Ce numéro de Képi blanc fait donc la part belle, à une part qui ne l’est pas moins de notre Légion étrangère : “nos fantassins sapeurs”.
"Nos légionnaires ne manquent pas de génie". Cette sentence, un peu facile, s’est imposée lors d’un déjeuner groupé du stage des futurs commandants d’unité. Souhaitant rendre ma table plus représentative de la Légion étrangère, je réquisitionnais un futur commandant d’escadron et un capitaine de l’arme du Génie : “il y a, sinon, un peu trop de fantassins à cette table !” Notre capitaine sapeur rétorqua : “mon général, je ne vais pas bouleverser la donne puisque comme vous le savez, un sapeur est en fait, un fantassin… intelligent.” Le premier pot était trouvé !
Ce numéro de Képi blanc fait donc la part belle, à une part qui ne l’est pas moins de notre Légion étrangère : “nos fantassins sapeurs”.
En effet, initialement formés au combat débarqué, tous nos légionnaires, sapeurs en tête, évoluent au gré de leurs mutations et de leurs activités, dans un monde de mêlées et d’assauts. C’est particulièrement vrai, lors des phases de préparation opérationnelle, comme en opération, mais aussi dans les régiments du socle et outremer où les armes se mêlent au quotidien.
Cette proximité, entre le sapeur et le fantassin en particulier, est naturelle à la Légion étrangère. Nos pionniers, soldats et bâtisseurs sont de la Légion et non d’une Arme. Vous pourrez découvrir dans ce numéro, le fort ancrage historique de la double dotation du légionnaire : l’épée ou le fusil dans une main et la pelle ou la hache dans l’autre, “ense et aratro”, (par le fer et par la charrue), selon la devise du maréchal Bugeaud.
Si cette double dotation est historique, c’est par nécessité opérationnelle : “la montagne nous barrait la route. Ordre fut donné de passer quand même. La légion l’exécuta”. Cette phrase gravée dans la pierre à l’entrée du tunnel de Foum Zabel est devenue célèbre car elle symbolise l’esprit légionnaire. Le combattant sait que sa survie dépend de sa liberté d’action, laquelle dépend elle-même de sa mobilité et de l’entrave de celle de l’ennemi.

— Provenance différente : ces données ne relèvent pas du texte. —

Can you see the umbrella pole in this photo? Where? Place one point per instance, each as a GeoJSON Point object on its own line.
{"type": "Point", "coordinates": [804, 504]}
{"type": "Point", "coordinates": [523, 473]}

Le sapeur garantit justement la liberté d’action de ses camarades cavaliers ou fantassins. Appui à la mobilité, aide au déploiement, franchissement, contre mobilité, fouille opérationnelle, reconnaissances spécialisées, la palette de “l’offre génie”, dans tous les milieux géographiques, est extrêmement large et adaptable, à l’image de la multitude des métiers que le sapeur doit maîtriser.

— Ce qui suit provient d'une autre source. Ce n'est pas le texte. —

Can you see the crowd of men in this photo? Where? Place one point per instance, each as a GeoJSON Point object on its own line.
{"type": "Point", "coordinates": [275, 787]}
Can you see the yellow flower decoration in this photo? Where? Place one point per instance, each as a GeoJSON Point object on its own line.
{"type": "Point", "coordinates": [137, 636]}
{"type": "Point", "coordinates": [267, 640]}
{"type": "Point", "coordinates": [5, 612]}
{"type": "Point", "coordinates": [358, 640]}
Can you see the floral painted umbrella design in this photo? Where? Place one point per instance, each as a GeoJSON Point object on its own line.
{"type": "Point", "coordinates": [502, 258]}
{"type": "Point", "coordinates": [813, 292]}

Les 18 Bataillons et compagnies de génie Légion d’Indochine, d’entretien, de camions-bennes, de bateaux pliants, de bateaux blindés, l’ont démontré avec éclat de 1946 à 1954.
Nos deux régiments de génie ouvrent donc la route à la Légion avec “honneur et fi délité” : honneur de prendre si souvent la tête de la colonne et fidélité, à l’école de Sainte-Barbe, au régiment soutenu comme à la mission reçue. Ces deux régiments ont en commun ce même esprit sapeur qui allie rigueur et initiative. Leur forte capacité intégratrice apporte beaucoup à la Légion.
Ils se différencient par leur milieu de prédilection qui marque les caractères. Le trident pour l’un, le piolet pour l’autre, nos régiments de génie Légion relèvent avec brio les défis des engagements modernes. Appui à la mobilité et actions de contre IED en BSS, aide au déploiement et déminage au Liban, interventions sur les catastrophes naturelles dans la vallée de la Roya ou lors de la tempête Alex, technologiques comme dans le port de Beyrouth, reconnaissances et destructions de sites illégaux en Guyane, 2020 a confirmé le besoin de Génie.
Alors que répondre à notre capitaine de popote ?
Si le fantassin est le soldat des 300 derniers mètres, le sapeur est pour ce qui le concerne celui des 300 premiers. Je ne sais pas dire si l’un est plus intelligent que l’autre.